Nach­hal­tig­keit

Aktive Bera­tung wich­tig beim Ver­trieb nach­hal­ti­ger Ver­si­che­run­gen

Information und Glaubwürdigkeit sind die wichtigsten Faktoren bei der Verbreitung von nachhaltigen Versicherungen. Das ist das Ergebnis einer Untersuchung der Technischen Universität München (TUM) und des GDV.

Spätestens seit Anfang August gehört die Frage nach Nachhaltigkeitspräferenzen zu jeder Beratung bei der Vermittlung von Versicherungsanlageprodukten. Das regelt die jetzt in Kraft getretene EU-Beratungsverordnung. Dabei ist es unerheblich, ob es sich um ein Gespräch beim Vertreter oder Makler handelt oder die Versicherung direkt über eine App abgeschlossen wird.

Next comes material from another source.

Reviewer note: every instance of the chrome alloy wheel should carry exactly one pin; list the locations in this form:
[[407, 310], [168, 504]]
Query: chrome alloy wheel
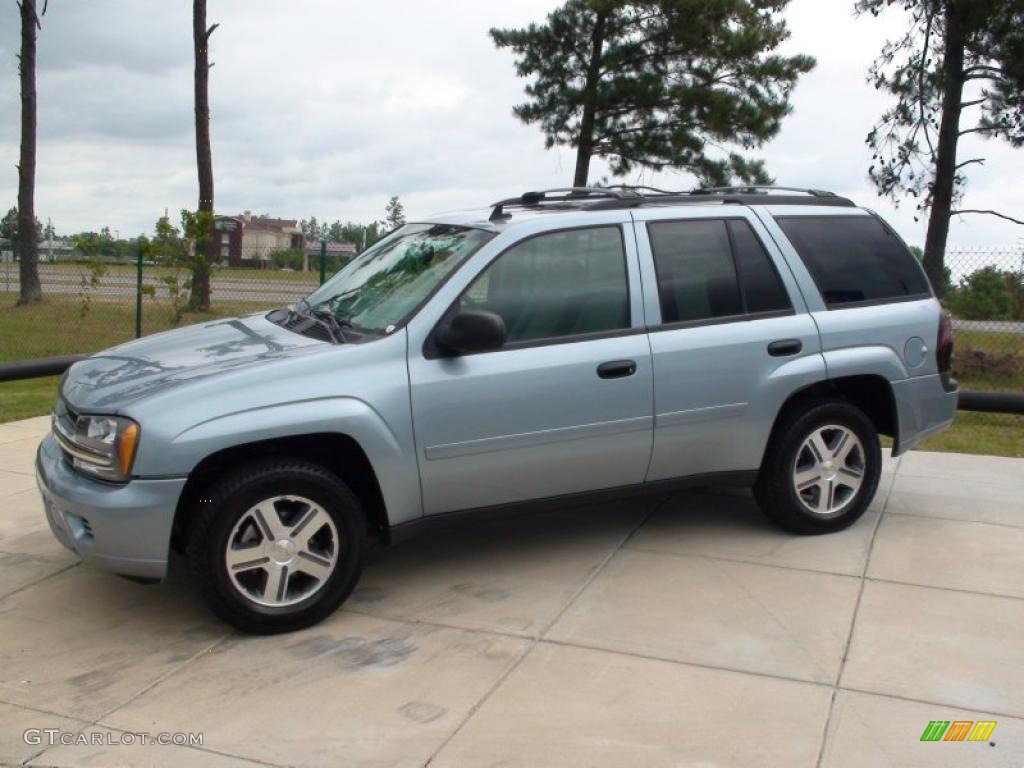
[[828, 470], [282, 551]]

Beratung zu Versicherungsprodukten bringt Nachhaltigkeit zu den Kundinnen und Kunden

Die Versicherer sind Teil der ökologisch nachhaltigen Transformation. Mit Blick auf den Klimawandel und damit verbundenen zunehmenden Risiken haben Versicherungsunternehmen großes Interesse daran, den Wandel zu treiben. Daher wollen sie verstehen, wann und unter welchen Umständen Kundinnen und Kunden nachhaltige Entscheidungen treffen. Denn klar ist: Die Beratung zu nachhaltigen Finanzdienstleistungen wie Versicherungen ist meinungsbildend und hat Einfluss auf die Gesellschaft.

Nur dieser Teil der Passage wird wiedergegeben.